Wie viele Rohingya gibt es? Es gibt verschiedene Zahlen, die von 750’000 bis zu zwei Millionen Rohingya im Gebiet von Burma berichten. Etwa eine Million weiterer Rohingya sollen als Flüchtlinge in Bangladesch und weiteren Staaten leben.

Wo leben sie? Die Rohingyas leben um die Städte Buthidaung und Maungdaw im nördlichen Teil des Staates Rakhine. Dieser liegt im Westen Burmas an der Grenze zu Bangladesch. Weitere grosse Communities gibt es in Bangladesch, Pakistan, Saudi-Arabien, Malaysien und Thailand.

Wovon leben sie? Laut eigenen Angaben sind Rohingyas vor allem in der Landwirtschaft tätig, einige wenige leben als Fischer und Händler. Daneben gibt es viele Handwerker. Die Verfolgung hindert sie allerdings an der Ausübung ihrer Tätigkeiten. Heute herrscht extreme Armut vor, und die Zahl der Analphabeten wird von Kennern mit 80 Prozent angegeben.

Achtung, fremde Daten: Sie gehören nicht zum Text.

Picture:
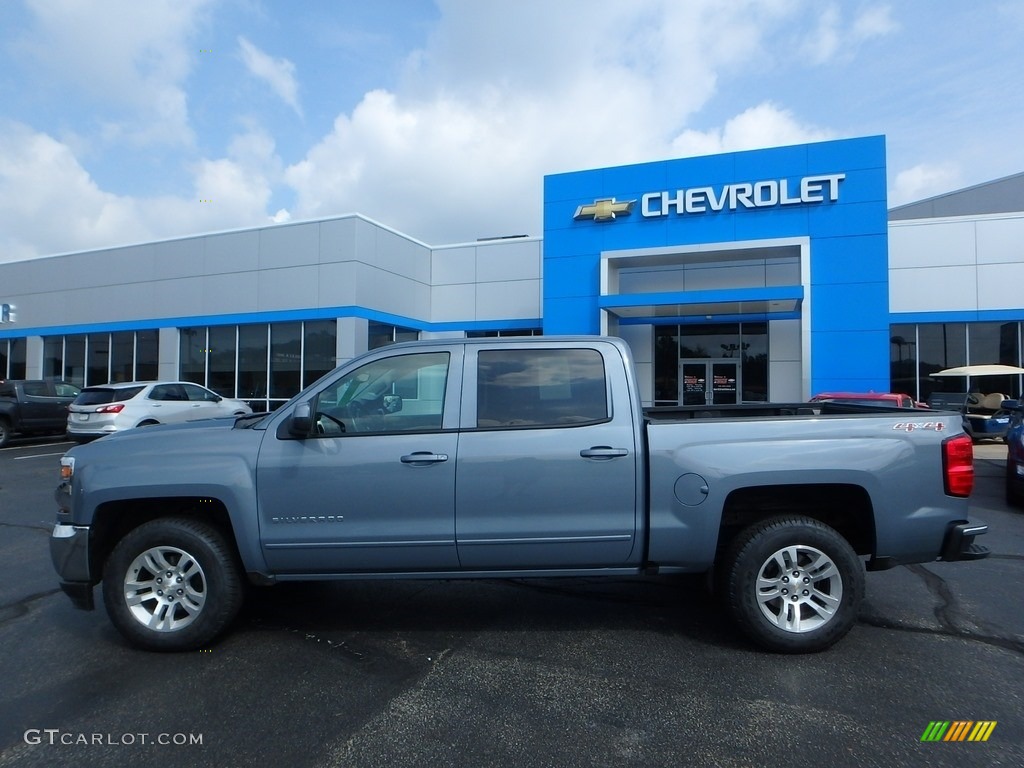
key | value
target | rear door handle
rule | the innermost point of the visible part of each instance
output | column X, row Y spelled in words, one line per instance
column 603, row 452
column 424, row 457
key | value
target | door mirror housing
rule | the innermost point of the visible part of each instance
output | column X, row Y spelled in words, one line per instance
column 300, row 423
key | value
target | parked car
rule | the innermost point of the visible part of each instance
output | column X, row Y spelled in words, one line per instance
column 112, row 408
column 31, row 407
column 894, row 399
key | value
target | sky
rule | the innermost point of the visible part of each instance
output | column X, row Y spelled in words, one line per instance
column 126, row 121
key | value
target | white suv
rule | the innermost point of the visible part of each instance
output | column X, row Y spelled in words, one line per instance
column 110, row 408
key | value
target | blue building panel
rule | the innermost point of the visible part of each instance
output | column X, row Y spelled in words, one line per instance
column 851, row 154
column 833, row 258
column 848, row 360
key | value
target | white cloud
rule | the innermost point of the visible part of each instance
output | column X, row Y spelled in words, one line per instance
column 872, row 23
column 460, row 150
column 832, row 39
column 922, row 181
column 758, row 127
column 129, row 58
column 278, row 73
column 49, row 203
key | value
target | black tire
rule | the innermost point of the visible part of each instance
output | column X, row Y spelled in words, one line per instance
column 806, row 606
column 200, row 566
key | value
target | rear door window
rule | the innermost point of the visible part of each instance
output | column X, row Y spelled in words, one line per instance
column 540, row 388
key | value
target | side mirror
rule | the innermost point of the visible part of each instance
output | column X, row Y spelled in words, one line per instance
column 300, row 423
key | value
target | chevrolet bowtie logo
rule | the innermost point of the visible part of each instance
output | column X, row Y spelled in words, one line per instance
column 604, row 209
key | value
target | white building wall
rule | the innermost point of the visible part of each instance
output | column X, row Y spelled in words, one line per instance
column 968, row 263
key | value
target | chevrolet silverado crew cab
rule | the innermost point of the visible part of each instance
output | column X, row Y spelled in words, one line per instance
column 511, row 458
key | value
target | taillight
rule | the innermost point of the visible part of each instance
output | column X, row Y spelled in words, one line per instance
column 957, row 465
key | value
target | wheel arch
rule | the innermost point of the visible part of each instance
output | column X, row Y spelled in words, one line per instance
column 113, row 520
column 846, row 508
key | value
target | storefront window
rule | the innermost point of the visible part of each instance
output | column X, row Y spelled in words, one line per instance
column 318, row 349
column 745, row 342
column 192, row 354
column 220, row 377
column 53, row 357
column 252, row 361
column 122, row 356
column 666, row 365
column 74, row 365
column 919, row 351
column 146, row 355
column 15, row 360
column 381, row 334
column 754, row 343
column 98, row 359
column 903, row 359
column 286, row 358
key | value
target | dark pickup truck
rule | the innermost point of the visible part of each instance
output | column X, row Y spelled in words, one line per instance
column 34, row 407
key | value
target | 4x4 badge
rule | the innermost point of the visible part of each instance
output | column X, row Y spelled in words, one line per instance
column 604, row 209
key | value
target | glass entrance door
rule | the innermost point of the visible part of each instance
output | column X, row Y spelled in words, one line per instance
column 709, row 382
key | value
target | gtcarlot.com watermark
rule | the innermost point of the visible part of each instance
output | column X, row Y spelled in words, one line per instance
column 55, row 737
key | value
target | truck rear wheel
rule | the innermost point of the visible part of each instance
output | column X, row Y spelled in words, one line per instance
column 794, row 584
column 172, row 584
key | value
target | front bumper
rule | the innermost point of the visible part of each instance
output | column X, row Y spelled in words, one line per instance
column 960, row 545
column 70, row 552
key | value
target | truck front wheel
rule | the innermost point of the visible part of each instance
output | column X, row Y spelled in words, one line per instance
column 794, row 584
column 172, row 584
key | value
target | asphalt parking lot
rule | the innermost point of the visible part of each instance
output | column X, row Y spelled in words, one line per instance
column 552, row 673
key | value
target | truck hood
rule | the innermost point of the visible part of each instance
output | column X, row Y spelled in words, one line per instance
column 163, row 444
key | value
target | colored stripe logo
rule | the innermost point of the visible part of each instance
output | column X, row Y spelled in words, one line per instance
column 958, row 730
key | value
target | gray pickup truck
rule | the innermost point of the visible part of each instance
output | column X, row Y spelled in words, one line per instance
column 511, row 458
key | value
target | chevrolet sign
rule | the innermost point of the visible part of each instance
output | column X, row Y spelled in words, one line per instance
column 604, row 210
column 747, row 195
column 767, row 194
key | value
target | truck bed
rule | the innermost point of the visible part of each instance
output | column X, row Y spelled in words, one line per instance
column 773, row 410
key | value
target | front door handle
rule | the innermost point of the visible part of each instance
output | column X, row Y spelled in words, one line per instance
column 603, row 452
column 424, row 457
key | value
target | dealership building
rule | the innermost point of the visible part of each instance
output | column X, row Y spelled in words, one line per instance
column 766, row 274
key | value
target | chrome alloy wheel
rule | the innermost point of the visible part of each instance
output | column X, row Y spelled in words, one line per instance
column 165, row 589
column 799, row 589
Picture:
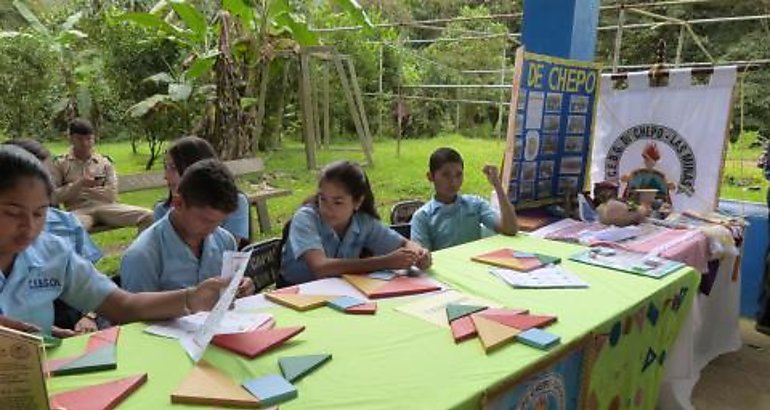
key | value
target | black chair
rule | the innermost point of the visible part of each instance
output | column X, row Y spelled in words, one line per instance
column 401, row 216
column 265, row 262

Bildlegende:Bittere Armut und keine Rechte: Rohingya-Kinder ausserhalb der Stadt Buthidaung, Rakhine. REUTERS

Woher kommt diese muslimische Minderheit? Die Frage nach der Herkunft der Rohingyas ist umstritten. Die buddhistischen Birmanen, die Mehrheit im Land, sind der Meinung, dass es sich nicht um eine Minderheit handelt, sondern lediglich um Einwanderer aus Bengalen (dem heutigen Bangladesh), die noch immer tagtäglich über die Grenze nach Burma kommen. Deshalb verwenden sie für diese Volksgruppe auch nicht den Begriff Rohingya, sondern «Bengalis». Die Rohingyas hingegen sagen, dass sie schon seit vielen Generationen im Staat Rakhine leben. Das ist in weiten Teilen auch historisch belegt.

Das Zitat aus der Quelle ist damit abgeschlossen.